Deux mois après son décès, le 14 décembre dernier, son mari Me Alain Martinet, entouré de son fils Julien, sa petite fille Cassandre, ses nombreux amis franco-Djiboutiens, ses amis et collègues du corps judiciaire, rendra un dernier hommage à sa femme dans leur résidence de Haramous. Cérémonie pleine d’émotion où la vie et l’œuvre de Marie-Paule ont été unanimement saluées à leurs justes valeurs. Me Martinet, dans son discours d’introduction, submergée par l’émotion d’un homme qui a perdu celle avec qui il a partagé plus de  50 ans de vie commune, a retracé les points de repères de la vie de son épouse. Avec le sourire et l’humour, comme pour affirmer l’amour fusionnel qui le liait à Marie-Paule reconnaitra « Parmi tous ses mérites et non des moindres, celui de m’avoir inlassablement supporté au cours de ces presque 55 années de vie commune ».

Ensuite, les représentants du corps judiciaire Djiboutien vont se succéder tour à tour sur le pupitre pour raconter une histoire, un événement ou une anecdote sur Marie-Paule.
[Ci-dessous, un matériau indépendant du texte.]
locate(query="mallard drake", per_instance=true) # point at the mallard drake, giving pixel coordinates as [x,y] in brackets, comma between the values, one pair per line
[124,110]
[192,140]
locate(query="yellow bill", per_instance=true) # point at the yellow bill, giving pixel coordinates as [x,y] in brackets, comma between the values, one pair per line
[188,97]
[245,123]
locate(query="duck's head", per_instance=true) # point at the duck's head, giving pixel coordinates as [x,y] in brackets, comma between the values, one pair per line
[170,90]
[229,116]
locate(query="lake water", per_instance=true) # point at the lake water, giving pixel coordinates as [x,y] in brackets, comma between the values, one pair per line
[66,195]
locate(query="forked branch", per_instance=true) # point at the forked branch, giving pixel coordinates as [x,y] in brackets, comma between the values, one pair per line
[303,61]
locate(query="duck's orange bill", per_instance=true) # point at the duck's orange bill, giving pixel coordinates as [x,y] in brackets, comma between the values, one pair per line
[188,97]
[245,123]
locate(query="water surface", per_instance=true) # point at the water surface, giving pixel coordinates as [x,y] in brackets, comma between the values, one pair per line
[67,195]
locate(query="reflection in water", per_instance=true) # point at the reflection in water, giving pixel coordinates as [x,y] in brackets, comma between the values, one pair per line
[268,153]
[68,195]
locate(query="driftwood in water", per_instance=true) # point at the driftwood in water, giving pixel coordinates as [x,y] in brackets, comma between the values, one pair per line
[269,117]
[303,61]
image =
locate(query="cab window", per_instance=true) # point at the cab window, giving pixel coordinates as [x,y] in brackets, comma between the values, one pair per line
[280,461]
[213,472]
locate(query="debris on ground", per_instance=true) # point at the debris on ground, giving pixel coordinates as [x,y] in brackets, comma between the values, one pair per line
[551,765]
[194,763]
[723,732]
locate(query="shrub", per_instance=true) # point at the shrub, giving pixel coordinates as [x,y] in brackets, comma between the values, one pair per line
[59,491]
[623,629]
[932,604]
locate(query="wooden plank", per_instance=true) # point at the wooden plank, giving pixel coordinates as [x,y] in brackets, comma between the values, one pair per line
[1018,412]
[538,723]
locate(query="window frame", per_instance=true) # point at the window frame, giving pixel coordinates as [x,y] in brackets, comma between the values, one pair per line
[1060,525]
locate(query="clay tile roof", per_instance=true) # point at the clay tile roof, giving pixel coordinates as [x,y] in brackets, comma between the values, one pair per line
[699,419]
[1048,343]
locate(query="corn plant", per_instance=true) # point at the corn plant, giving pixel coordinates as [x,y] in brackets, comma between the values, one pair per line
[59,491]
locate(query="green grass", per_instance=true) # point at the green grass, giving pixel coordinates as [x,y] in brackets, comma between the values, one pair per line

Le procureur général M. Djama Souleiman, l’ancien procureur de la république et actuel secrétaire général du ministère de la justice M. Maki Omar Abdoulkader, le bâtonnier de l’ordre des avocats Me Moctar Omar Abdillahi, les avocates Fatouma Mahamoud et Hasna Barkat seront unanimes pour dire leur fierté et la chance qu’ils ont eu de rencontrer une femme exceptionnelle et qui d’une façon ou d’une autre était très importante dans leurs carrières et dans leurs vies tout simplement.

Au ministère de la justice de prendre l’initiative de garder la mémoire de Marie-Paule vivace et baptiser une salle d’audience ou une rue de Djibouti ville à son nom. Une belle manière de lui rendre son amour pour le pays et sa contribution à la justice Djiboutienne.

Quant à moi, je retiendrais ce sourire qui ne la quittait jamais à chaque fois que je la rencontrais. Ce sourire propre à une personne qui vous veut du bien. En me gratifiant de cette appréciation « mon journaliste préféré… »

Pour terminer ce portrait de Marie-Paule, je laisse le mot de la fin au Pr Yves Strickler qui résume très bien sa personnalité lumineuse « Dans une vie, il y a des rencontres qui marquent plus que d’autres. Des êtres qui vous éclairent et vous permettent d’avancer sur le chemin du mieux, tant sur le plan professionnel que sur le plan humain ». Tout est dit.

Repose en paix Marie-Paule. Nous ne t’oublierons jamais. Tu resteras gravée à jamais dans nos mémoires.